# Data Loading

In this lab, we are going to focus on loading our data about baseball players into a database. Why use a database instead of files? Conceptually, we do this when we want to enforce rules on the structure of the data so that issues of cleanliness, inconsistency and missing data are identified prior to our attempts to do analysis. 

Database management systems provide well defined structure for data. They also have the advantage of giving us standard mechanisms for extracting data: "Structured Query Language", or "SQL. If  you have not used SQL before, it will require a little adjustment. Once you are familiar with it, however, you will find SQL intuitive and portable.

As you learned in the previous lab, Data Carpentry is often required to transform your messy data into a useable structure. 

Data Carpentry is a fancier, more elegant term for "Data Janitorial" work. Most of us would rather be carpenters than janitors. If you spend any time around children, you recognize that life *requires* more janitorial work than carpentry. And so it is with data science. But carpentry *sounds* [1] better, so we're going to use that [2]. 

Using a database allows you to store your transformed and cleaned data into a reusable, structured, and semantically labelled format.
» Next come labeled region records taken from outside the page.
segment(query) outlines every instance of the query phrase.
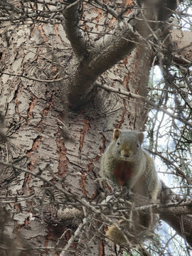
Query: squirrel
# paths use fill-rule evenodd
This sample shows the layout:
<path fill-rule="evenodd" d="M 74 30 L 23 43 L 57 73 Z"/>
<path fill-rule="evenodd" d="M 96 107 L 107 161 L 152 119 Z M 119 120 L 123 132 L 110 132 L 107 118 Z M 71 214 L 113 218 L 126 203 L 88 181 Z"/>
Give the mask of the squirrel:
<path fill-rule="evenodd" d="M 100 171 L 101 185 L 107 182 L 112 188 L 126 187 L 128 191 L 132 189 L 142 196 L 156 199 L 159 180 L 152 158 L 141 147 L 144 134 L 114 129 L 113 139 L 102 157 Z M 139 215 L 134 213 L 134 221 L 139 226 L 149 228 L 152 215 L 151 209 L 148 208 Z M 128 229 L 129 224 L 122 220 L 119 227 L 120 230 L 114 225 L 110 226 L 106 235 L 115 243 L 126 244 L 127 239 L 124 238 L 122 230 L 124 228 Z"/>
You can then access this data in the future using structured query language (SQL). 

## Procedure

1. Inspect data, develop semantically structured data storage (i.e., database schema)
2. Develop data transformations, cleaning, and re-organizations
3. Push data into the database

__NOTE:__ A quick review of the *Database and SQL Bootcamp* may be useful at this time.
In JupyterHub, this was deployed for you as **BC-SQL**.

----

## Inspect

For this lab, we are going to use relatively clean data that is in nice comma separated values (CSV) format.
Typically, the data requires data carpentry activities, but for the sake of a more simple collection of samples and discussion we are going to start with easy data.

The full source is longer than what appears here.